You could argue that in his rambling way, Favre meant to compliment Rodgers, implying that his successor was so good that he was championship-worthy from the moment he was named the starter.

But come on. This is Favre. He wasn’t being complimentary.

Favre went on to say that Rodgers “fell into a good situation” and that the “talent around him is even better than when I was there.”

Meaning, exactly, “What took you so long, boy?”

The story reminded me of a brief conversation I had with my father-in-law last Sunday as we watched Aaron Rodgers completely destroy the Denver Broncos defense, just as Rodgers destroys almost all defenses he faces.

“He’s better than Favre ever was,” my father-in-law said.

Although I reluctantly agree with Favre that Rodgers has a better all-around team than Favre probably ever did, I couldn’t immediately disagree with my father-in-law.

But oddly enough I still can’t say I like Rodgers as much as I liked Favre. What made Favre so fascinating, and of course, so fascinatingly frustrating for Packers fans, was his fallibility. You never knew when Favre was going to make that errant pass or that costly mistake.

For better or worse (and yes, many times it was worse), Favre was high drama. On the field and off.

For better or worse (and yes, it’s hard to argue for the worse side of that equation), there’s no drama with Rodgers: He’s a machine. He even says all the right things.

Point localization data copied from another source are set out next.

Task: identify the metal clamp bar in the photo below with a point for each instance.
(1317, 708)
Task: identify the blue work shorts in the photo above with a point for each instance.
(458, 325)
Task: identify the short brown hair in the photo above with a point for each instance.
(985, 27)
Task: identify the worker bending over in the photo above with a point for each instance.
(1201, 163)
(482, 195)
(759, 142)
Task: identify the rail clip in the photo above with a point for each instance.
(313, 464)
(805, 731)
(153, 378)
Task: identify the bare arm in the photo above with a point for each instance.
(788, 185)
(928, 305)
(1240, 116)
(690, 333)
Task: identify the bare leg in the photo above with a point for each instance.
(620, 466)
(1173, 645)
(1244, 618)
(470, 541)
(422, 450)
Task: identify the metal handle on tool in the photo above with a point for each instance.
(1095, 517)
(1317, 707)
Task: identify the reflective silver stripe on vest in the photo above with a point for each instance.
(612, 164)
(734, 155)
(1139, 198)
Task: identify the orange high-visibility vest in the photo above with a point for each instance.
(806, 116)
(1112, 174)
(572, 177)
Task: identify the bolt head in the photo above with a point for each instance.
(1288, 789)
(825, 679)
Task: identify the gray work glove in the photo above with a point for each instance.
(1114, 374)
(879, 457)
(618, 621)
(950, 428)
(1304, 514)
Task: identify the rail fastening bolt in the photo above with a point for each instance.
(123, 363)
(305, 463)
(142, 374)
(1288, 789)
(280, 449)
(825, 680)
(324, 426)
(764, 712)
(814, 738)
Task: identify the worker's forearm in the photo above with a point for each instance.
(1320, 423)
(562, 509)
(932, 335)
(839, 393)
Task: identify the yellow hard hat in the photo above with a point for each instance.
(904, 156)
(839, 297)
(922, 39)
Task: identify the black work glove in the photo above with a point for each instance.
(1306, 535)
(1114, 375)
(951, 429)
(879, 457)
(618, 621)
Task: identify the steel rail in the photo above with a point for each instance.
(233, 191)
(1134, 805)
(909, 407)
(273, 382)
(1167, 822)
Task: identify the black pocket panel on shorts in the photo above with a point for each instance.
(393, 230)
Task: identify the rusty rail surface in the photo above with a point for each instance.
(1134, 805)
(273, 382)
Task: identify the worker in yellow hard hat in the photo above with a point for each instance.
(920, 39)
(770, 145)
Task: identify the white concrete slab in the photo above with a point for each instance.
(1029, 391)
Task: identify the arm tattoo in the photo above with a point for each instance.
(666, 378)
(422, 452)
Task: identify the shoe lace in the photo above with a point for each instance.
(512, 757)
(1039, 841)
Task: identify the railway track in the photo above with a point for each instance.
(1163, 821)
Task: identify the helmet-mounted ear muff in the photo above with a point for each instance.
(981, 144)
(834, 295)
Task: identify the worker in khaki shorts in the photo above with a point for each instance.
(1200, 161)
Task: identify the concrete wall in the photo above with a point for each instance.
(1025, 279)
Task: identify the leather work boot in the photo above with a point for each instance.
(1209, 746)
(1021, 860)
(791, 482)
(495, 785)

Rodgers could have made fun of Favre’s inability to win a championship with the 2009-2010 Minnesota Vikings team, of which Favre said, “Physically, and from a talent level, this is the best team I’ve ever been on.”

But no. He simply said, “It takes 53 guys to win a championship and we had the right recipe last year and we’re trying to do the same thing this season.”

Besides carrying himself impressively and handling the media expertly, Rodgers is, most importantly, the best quarterback playing in the NFL right now. He’s so good he seems to be redefining what a quarterback can do.

Favre, like Theismann, comes from more of the old school of NFL quarterbacks.

Which means, in part, that he doesn’t know when to shut up.

On the field, Favre usually acted first and thought about it second.

Off the field and in retirement, Favre usually speaks first and thinks about it second.

To the delight of his players, coaches, and surely his fans, Rodgers isn’t like that at all.

But sometimes – sometimes – I miss that.